En el 2018 los depósitos a plazo en dólares crecieron 2,64% y los depósitos de ahorro en esa misma moneda aumentaron 14,36%, según datos del Banco Central.

La dolarización del ahorro es un tema incluso valorado por la entidad en sus estimaciones económicas, dado que el premio por ahorrar en colones y en dólares es muy similar, el Central ha recurrido a su instrumento de control para favorecer el ahorro en moneda nacional: la Tasa de Política Monetaria (TPM).

Según el comentario a la economía nacional publicado por el BCCR en noviembre, la preferencia del ahorro en moneda extranjera se dio por una reducción del premio por invertir en colones y por la expectativa de variación del tipo de cambio.

A pesar de que el aumento del premio no se tradujo al nivel del saldo de los depósitos, en noviembre la tasa en colones aumentó como resultado de los incrementos aprobados por la Junta Directiva del Banco Central de elevar la TPM y los rendimientos ofrecidos por los depósitos electrónicos a plazo del Banco Central.

La incertidumbre también provocó que los agentes económicos resguardaran sus inversiones en instrumentos a la vista, a la espera de que se aclarara el panorama fiscal.

Entre enero y noviembre, el crecimiento de los depósitos a la vista en dólares fue de 11.6%, mientras que en colones fue 8,5%.

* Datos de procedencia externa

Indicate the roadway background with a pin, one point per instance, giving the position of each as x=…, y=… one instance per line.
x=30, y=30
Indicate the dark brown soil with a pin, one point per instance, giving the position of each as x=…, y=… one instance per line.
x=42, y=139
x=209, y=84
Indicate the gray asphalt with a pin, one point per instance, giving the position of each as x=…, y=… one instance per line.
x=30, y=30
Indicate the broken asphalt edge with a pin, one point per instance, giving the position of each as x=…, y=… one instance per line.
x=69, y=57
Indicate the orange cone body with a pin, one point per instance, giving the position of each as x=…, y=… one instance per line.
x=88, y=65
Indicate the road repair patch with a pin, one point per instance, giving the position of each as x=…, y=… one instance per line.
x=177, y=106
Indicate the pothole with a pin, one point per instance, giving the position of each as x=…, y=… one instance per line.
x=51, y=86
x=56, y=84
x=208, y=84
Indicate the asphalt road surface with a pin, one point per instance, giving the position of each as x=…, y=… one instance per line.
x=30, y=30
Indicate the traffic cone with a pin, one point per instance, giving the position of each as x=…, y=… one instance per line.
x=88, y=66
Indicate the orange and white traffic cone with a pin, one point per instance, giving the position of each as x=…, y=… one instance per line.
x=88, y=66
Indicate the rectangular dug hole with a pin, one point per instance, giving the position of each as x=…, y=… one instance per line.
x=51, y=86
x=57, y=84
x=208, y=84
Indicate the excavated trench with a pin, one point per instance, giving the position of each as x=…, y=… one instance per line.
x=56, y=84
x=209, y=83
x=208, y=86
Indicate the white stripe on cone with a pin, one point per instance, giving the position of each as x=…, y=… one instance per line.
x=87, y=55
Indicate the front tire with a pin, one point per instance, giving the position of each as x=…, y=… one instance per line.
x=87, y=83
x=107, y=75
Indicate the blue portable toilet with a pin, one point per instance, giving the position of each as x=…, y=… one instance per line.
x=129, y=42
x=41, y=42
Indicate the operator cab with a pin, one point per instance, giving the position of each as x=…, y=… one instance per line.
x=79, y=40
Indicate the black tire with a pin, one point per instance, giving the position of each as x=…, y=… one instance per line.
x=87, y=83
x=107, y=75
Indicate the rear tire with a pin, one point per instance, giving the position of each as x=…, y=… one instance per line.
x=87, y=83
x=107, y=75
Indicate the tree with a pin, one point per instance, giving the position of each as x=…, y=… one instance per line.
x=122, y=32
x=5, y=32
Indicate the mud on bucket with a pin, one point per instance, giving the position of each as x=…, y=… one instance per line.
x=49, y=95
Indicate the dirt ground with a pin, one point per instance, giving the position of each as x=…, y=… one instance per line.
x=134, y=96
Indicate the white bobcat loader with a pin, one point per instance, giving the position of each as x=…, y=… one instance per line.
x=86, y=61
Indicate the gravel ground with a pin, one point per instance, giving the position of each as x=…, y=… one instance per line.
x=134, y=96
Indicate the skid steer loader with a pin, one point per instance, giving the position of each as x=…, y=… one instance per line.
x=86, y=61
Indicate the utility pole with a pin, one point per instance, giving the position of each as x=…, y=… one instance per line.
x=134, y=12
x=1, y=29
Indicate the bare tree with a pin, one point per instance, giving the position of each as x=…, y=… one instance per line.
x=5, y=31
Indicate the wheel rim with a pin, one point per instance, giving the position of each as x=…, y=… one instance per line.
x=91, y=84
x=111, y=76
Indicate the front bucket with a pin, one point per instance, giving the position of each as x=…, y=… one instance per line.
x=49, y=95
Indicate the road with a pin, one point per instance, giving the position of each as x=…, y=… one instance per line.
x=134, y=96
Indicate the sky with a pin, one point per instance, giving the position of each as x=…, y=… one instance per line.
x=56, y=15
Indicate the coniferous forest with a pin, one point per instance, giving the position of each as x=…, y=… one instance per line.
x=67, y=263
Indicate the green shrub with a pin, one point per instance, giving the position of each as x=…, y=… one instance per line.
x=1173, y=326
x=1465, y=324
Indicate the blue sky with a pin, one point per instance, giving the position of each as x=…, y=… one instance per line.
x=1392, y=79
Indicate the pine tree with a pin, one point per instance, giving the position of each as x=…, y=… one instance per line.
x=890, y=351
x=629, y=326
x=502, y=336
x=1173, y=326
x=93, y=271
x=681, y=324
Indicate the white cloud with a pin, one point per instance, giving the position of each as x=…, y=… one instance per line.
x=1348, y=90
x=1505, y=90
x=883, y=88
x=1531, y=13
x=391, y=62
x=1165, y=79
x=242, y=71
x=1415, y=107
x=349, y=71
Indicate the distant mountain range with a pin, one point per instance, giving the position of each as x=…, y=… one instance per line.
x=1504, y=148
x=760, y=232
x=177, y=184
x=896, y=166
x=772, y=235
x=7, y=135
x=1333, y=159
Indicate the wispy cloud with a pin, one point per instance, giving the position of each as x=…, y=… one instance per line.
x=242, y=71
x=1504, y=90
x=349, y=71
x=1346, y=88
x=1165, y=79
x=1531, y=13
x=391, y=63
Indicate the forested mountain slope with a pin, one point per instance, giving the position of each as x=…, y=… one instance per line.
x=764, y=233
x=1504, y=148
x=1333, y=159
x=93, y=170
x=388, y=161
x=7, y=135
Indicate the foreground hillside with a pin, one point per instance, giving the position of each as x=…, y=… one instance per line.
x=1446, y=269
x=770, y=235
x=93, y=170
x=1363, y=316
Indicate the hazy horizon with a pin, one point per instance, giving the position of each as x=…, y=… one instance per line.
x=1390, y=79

Para Lilliana Blanco, vicepresidenta de finanzas regional de Prival Bank, también debe considerarse la caída en el poder adquisitivo de las personas, ya que, según datos del Banco Central, la evolución del ingreso nacional por persona se ha deteriorado y ha aumentado el desempleo y subempleo, además de los costos de bienes y servicios.

Lo anterior implica que las personas tienen ahora menos capacidad que antes para ahorrar, aunado a una menor confianza por el ahorro.

“Los consumidores pueden estar postergando el consumo y eso puede generar tendencias a la baja en los pasivos. En depósitos en dólares y en colones se observa una tendencia a la baja, solo que en colones es más pronunciada”, admitió Blanco.

Aunque no se vislumbran cambios drásticos en el corto plazo, con la aprobación de la reforma y la posibilidad de emisión en el mercado internacional, se prevé un cambio en la composición de la riqueza financiera, aunque es de esperar que, con los movimientos recientes del tipo de cambio, las personas sigan prefiriendo el ahorro en moneda extranjera.